Exchange anything that you can and 'regift' some of the other items. It sounds like it would be worth asking MIL to keep her eye out for aged 2-3/3-4 bargains in the sales so that "they'll be the right size for X come Christmas".

We've told family that DD2 really doesn't need any clothes aside from occasional seasonal items and even gone so far as to say that DD1's baby toys are in the loft awaiting such a time as DD2 is old enough to play with them so if they like they could rewrap the pressie they gave DD1 for her 1st/2nd birthday or else consider making a donation to a charity of their choosing in lieu of a present for DD2!

Soft toys... donate them to a school raffle/women's refuge/ask social services if they know of needy mums who'd appreciate a few teddies for their little ones?
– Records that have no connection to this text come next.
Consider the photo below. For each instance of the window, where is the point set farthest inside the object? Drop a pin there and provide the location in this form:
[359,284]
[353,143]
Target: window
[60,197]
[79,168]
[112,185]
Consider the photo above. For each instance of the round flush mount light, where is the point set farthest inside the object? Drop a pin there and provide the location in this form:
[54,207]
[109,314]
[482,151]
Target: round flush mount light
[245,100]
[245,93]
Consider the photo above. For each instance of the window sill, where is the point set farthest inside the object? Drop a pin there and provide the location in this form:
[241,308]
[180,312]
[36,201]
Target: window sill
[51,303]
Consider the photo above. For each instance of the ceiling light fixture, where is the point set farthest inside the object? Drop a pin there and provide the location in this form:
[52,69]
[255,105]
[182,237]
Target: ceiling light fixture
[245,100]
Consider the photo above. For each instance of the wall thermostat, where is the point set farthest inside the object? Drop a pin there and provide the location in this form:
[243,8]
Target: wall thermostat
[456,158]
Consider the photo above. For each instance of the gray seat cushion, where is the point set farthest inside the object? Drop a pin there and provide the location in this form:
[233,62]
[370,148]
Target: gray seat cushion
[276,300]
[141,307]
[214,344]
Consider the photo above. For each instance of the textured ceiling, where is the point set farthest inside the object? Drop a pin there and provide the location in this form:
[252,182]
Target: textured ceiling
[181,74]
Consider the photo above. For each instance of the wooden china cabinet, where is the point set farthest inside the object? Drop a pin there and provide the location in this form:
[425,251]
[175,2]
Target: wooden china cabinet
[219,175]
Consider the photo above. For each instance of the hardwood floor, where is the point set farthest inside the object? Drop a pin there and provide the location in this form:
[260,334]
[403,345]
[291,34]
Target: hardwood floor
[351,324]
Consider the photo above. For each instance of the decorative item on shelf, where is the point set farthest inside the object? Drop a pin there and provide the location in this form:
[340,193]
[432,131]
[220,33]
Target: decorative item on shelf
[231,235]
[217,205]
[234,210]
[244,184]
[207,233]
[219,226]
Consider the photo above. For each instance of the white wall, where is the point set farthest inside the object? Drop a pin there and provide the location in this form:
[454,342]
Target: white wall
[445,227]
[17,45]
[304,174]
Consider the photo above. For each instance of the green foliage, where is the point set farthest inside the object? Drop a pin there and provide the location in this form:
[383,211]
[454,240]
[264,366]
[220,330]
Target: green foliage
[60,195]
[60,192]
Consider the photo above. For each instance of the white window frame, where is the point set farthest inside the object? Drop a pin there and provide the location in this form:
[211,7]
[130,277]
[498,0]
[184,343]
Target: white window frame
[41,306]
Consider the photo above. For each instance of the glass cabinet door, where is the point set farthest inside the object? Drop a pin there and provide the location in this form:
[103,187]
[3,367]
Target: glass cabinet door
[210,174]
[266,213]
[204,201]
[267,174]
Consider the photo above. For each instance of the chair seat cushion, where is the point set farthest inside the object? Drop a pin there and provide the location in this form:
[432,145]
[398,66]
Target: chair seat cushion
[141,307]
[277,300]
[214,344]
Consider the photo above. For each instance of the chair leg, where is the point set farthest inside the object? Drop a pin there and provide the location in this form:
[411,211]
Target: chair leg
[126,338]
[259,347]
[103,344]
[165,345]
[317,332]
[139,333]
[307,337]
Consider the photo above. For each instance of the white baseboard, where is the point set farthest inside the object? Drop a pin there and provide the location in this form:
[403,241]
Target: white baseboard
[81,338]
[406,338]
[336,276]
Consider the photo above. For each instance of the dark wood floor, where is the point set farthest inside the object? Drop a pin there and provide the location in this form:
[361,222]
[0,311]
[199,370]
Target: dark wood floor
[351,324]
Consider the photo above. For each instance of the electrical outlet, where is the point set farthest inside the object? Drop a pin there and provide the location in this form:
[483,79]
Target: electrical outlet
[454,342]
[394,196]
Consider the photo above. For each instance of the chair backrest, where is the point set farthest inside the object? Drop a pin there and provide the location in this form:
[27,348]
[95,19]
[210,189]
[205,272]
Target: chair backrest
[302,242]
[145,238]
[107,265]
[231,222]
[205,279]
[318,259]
ImSoNotTelling · 09/01/2010 12:02

I don't dress my baby up she is in comfy handmedowns too...

Can you ask your OH to have a word with his mum and maybe get her to have a bit of paper in her purse saying "AGE 2-3" so she doesn't go wonky. Don't know the relationships but my mum wouldn't be upset if I suggested that.

Other than that what otehrs have said, exchange, sell, give away etc etc

cornflakegirl · 09/01/2010 13:52

I think dressing babies up in posh babygros is lovely. I'm sticking with comfy babygros for DS2 who is 4 months, so I like having pretty ones rather than worn out ones from DS1.(Although all the ones I saved from DS1 turned yellow in the meantime, so your handmedowns are probably nicer!) So if the new babygros are comfy and practical as well as gorgeous, I say use them!
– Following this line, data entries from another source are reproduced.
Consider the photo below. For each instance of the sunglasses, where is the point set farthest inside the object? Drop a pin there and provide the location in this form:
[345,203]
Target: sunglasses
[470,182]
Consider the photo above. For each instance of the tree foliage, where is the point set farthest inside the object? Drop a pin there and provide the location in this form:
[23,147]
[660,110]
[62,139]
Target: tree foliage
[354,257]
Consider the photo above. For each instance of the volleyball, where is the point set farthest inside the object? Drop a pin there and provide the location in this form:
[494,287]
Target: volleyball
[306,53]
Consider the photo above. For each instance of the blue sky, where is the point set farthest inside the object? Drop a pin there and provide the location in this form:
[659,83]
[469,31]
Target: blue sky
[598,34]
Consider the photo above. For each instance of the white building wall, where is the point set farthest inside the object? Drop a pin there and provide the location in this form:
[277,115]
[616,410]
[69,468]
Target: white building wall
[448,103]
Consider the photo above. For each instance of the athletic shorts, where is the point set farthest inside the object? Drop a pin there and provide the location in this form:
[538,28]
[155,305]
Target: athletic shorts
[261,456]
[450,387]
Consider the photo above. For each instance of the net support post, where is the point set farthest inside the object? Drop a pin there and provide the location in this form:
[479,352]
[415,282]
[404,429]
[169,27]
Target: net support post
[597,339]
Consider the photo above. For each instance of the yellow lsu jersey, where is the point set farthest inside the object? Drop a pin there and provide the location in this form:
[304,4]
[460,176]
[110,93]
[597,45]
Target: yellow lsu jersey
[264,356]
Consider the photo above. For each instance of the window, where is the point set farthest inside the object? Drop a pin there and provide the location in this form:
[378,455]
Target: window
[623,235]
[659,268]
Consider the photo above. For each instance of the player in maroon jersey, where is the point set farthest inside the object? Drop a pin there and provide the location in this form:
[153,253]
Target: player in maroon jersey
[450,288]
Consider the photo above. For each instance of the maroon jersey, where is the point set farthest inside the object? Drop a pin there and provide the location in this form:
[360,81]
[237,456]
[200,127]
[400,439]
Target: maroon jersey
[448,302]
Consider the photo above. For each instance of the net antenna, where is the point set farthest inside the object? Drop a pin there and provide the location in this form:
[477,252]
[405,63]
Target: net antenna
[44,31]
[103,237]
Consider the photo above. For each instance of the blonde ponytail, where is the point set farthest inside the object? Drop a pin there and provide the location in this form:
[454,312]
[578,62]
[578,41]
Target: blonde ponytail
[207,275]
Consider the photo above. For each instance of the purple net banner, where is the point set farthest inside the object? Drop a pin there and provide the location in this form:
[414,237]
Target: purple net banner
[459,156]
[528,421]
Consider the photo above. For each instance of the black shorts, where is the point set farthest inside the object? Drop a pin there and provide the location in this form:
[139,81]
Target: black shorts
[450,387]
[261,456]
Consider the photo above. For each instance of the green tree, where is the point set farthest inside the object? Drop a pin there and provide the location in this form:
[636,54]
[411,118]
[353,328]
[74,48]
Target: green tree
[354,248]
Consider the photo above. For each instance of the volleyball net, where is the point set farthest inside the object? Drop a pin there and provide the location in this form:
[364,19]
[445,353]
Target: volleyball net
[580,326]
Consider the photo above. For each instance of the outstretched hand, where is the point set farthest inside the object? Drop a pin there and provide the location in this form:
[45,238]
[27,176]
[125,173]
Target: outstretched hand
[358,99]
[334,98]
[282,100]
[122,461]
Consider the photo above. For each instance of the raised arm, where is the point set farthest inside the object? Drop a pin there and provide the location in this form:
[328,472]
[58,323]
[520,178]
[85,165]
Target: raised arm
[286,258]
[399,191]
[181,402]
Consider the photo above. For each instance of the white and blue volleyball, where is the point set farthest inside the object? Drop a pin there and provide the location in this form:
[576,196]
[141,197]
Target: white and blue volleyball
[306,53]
angel1976 · 09/01/2010 21:00

Oh, DH would rather endure bad presents for years to come than to say anything to his mum! I feel bad for them spending so much money and probably only a quarter or half of the gifts are needed or used...

I think I am going to break out one pack of those lovely babygros for DS2. DS2 is now in a really cute babygro that my dear friend from Oz sent me for DS1. The hand-me-downs from DS1 are usually lovely and DS1 barely got much wear out of them at this age as well. But I guess I better break the habit of a lifetime so DS2 gets a chance to wear his own clothes for a change!